A Working Group of the European Commission (EC) entitled Women in the Digital Age started its work today in Brussels. Its main objective is to increase the number of women working in the field of information and communication technologies (ICT). It intends to achieve this with six measures. These also apply to Slovakia, where the EC will evaluate their fulfilment in individual member states after a certain period of time. In Slovakia, the Office of the Deputy Prime Minister of the Slovak Republic for Investments and Informatization (ODPMII) is responsible for increasing the number of women in IT.
“The IT sector and working therein is our future. Indeed, we are witnessing rapid technological change and digital transformation, as some of the traditional occupations will gradually disappear due to industrial automation and robotics. It is therefore crucial and extremely important that our citizens have the necessary digital skills to be able to navigate the IT sector,” said Deputy Prime Minister Richard Raši, saying that if we do not want Slovakia to be an assembly shop of Europe, we need to train Slovaks to be skilled in information and communication technologies.
The working group at the European Commission was established on the basis of the Women in digital age declaration, which Slovakia also signed in April this year. On the basis of the declaration we need to prepare a set of measures to increase the proportion of women working in the IT field. It is a commitment to all Member States to develop and adopt a strategy increasing the number of women. It will be prepared by the ODPMII for Slovakia.
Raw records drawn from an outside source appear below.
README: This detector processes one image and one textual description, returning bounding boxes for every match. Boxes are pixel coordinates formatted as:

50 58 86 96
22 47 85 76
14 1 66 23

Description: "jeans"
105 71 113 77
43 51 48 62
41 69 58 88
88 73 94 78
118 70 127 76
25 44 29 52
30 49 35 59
Up to 52 percent of the European Union’s population is women. However, in the group of all ICT specialists, they only represent 17 percent earning 19 percent less than men for the same work. In Slovakia, only 13.7 percent of women work in this area. According to a 2018 EC study Women in digital age, if more women were to work in the digital sphere, this would mean a 16 billion EUR GDP gain for the European economy. The increase in the number of women in this field was also highlighted in her speech to the European Parliament by the new President of the EC, Ursula von der Leyen, who also considers this to be extremely important.
Thus, Slovakia must first apply the six measures contained in the signed declaration, but must also prepare its own national strategy that will reflect these measures. The Commission will subsequently evaluate the six measures proposed by the EC on the basis of the DESI index and, in our country, a study by the Institute for Public Affairs entitled Women in the World of Information Technology, as it applies to the Slovak environment. Measures include, for example, focus on education and qualification, as well as creating an attractive working environment for women, equal opportunities and non-discrimination in the labour market. Another one is spreading the positive image of women working in IT positions through the media. A measure is also the creation of a pan-European day for girls and women in ICT and promoting a non-discriminatory working culture and working conditions.
Slovakia has this role already included in the Action Plan for the Digital Transformation Strategy of the SR as approved by the Government in July this year. However, there are also supporting activities done in Slovakia. One of them is, for example, the statement of the Slovak Female Scientist of the Year, which will be held on Tuesday, 1 October 2019. The project aims to support women working in the field of science and appreciate their efforts.